File metadata and controls

331 lines (236 loc) · 13.9 KB

Manual

Other manual pages:

1 minute introduction

Metrics-scala provides a way to create metrics and health checks in Scala. It builds on Dropwizard's metrics-core and metrics-healthchecks java libraries.

Extend DefaultInstrumented and then use the metrics and healthCheck builders:

import nl.grons.metrics4.scala.DefaultInstrumented

class Example(db: Database) extends DefaultInstrumented {
  // Define a health check
  healthCheck("alive") { workerThreadIsActive() }

  // Define a timer metric
  private[this] val loading = metrics.timer("loading")

  // Use timer metric
  def loadStuff(): Seq[Row] = loading.time {
    db.fetchRows()
  }
}

There are Scala wrappers for each metric type: gauge, counter, histogram, meter and timer. In addition you can use push gauges. All these are described below.

Health check support is described further at Health check support.

There are also helper methods to instrument Futures and Actors.

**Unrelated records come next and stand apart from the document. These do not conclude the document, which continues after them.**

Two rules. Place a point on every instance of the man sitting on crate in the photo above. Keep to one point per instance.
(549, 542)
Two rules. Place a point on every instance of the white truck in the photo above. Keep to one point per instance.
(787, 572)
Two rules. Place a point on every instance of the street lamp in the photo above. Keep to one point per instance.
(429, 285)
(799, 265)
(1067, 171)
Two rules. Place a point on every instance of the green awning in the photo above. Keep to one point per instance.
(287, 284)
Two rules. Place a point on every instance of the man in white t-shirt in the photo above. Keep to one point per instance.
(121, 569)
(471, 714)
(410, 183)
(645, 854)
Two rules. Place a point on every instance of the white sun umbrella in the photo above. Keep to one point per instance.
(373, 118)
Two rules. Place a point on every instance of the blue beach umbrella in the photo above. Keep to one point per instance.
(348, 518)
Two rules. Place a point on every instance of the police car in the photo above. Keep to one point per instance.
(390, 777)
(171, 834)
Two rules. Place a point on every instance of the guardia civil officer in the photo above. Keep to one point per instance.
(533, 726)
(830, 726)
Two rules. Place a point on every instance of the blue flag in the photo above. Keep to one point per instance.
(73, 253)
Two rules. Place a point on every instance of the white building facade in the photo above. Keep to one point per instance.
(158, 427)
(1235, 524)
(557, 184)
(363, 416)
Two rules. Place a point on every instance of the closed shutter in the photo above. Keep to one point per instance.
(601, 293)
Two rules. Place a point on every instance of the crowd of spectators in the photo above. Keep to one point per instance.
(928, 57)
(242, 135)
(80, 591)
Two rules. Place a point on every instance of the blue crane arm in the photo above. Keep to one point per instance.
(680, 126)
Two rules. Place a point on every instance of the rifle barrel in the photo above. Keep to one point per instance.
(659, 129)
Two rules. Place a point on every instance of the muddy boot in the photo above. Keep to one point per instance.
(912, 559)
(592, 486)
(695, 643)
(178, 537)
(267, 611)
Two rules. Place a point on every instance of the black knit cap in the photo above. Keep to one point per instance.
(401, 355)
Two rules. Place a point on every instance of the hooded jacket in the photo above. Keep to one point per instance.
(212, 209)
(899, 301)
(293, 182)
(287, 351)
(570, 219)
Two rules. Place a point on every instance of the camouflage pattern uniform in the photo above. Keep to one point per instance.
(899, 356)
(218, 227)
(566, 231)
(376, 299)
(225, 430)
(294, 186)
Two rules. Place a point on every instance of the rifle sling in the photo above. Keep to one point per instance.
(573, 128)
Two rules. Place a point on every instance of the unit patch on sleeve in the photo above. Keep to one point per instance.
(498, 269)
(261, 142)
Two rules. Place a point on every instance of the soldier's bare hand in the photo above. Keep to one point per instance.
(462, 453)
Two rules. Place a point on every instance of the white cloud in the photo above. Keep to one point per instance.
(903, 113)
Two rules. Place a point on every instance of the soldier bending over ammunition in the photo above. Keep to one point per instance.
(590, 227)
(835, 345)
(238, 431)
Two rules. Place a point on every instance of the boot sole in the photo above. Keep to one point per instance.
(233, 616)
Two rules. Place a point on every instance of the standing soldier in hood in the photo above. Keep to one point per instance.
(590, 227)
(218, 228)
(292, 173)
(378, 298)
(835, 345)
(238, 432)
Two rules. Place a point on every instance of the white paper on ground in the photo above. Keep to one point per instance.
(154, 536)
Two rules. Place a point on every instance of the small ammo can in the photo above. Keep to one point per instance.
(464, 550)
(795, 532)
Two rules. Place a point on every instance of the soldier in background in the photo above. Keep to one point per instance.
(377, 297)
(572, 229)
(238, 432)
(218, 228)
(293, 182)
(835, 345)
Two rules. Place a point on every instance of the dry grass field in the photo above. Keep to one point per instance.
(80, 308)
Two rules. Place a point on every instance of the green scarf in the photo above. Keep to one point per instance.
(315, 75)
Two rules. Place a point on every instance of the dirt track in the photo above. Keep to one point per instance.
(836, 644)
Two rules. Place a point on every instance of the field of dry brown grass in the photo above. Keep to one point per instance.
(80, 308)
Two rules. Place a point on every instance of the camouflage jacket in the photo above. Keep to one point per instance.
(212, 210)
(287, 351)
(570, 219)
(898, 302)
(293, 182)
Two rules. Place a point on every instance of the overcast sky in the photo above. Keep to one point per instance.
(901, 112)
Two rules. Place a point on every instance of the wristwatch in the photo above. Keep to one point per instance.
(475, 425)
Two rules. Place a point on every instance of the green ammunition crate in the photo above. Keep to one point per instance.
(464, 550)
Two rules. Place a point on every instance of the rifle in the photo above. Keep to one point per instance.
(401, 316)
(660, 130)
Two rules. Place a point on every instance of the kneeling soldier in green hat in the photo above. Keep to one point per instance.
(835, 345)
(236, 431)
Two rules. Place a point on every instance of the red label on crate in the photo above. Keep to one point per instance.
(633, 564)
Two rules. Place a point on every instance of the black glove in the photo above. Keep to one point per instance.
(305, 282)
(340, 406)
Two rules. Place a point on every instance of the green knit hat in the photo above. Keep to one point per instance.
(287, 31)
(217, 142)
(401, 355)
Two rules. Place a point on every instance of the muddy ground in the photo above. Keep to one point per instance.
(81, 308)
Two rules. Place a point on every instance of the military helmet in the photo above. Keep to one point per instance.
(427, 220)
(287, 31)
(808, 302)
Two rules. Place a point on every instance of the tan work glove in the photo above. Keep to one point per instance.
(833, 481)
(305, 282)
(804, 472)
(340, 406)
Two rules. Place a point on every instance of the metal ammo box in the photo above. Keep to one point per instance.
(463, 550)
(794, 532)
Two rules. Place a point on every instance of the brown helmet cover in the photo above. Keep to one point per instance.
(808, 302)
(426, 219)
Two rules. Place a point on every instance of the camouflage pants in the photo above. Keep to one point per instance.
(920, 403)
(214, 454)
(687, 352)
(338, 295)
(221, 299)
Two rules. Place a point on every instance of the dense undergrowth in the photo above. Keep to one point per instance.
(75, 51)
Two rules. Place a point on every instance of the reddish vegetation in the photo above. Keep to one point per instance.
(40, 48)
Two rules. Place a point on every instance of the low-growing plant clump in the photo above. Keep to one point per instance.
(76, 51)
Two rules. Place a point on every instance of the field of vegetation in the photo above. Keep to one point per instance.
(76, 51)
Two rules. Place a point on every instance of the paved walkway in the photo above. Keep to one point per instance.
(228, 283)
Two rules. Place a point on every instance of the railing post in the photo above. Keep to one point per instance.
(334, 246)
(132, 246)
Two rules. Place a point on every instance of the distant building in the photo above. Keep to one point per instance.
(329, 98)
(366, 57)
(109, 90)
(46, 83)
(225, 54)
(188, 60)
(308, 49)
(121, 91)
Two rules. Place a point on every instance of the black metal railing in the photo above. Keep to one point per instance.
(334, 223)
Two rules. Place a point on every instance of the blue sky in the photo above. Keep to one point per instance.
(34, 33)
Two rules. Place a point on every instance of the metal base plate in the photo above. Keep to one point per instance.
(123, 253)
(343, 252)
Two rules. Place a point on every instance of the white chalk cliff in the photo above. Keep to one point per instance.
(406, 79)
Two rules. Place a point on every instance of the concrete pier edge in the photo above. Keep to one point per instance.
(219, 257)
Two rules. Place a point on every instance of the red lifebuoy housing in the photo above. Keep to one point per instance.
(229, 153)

For more information on (JMX) reporters and other aspects of Metrics, please see the Dropwizard Metrics documentation.

Import

All code examples assume:

import nl.grons.metrics4.scala._
import scala.concurrent.duration._

Gauges

A gauge is the simplest metric type. It only returns a value. If, for example, your application has a value which is maintained by a third-party library, you can easily expose it by registering a Gauge instance which returns that value:

package com.example.proj.auth

class SessionStore(cache: Cache) extends DefaultInstrumented {
  metrics.gauge("cache-evictions") {
    cache.getEvictionsCount()
  }
}

This will create a new gauge named com.example.proj.auth.SessionStore.cache-evictions which will return the number of evictions from the cache.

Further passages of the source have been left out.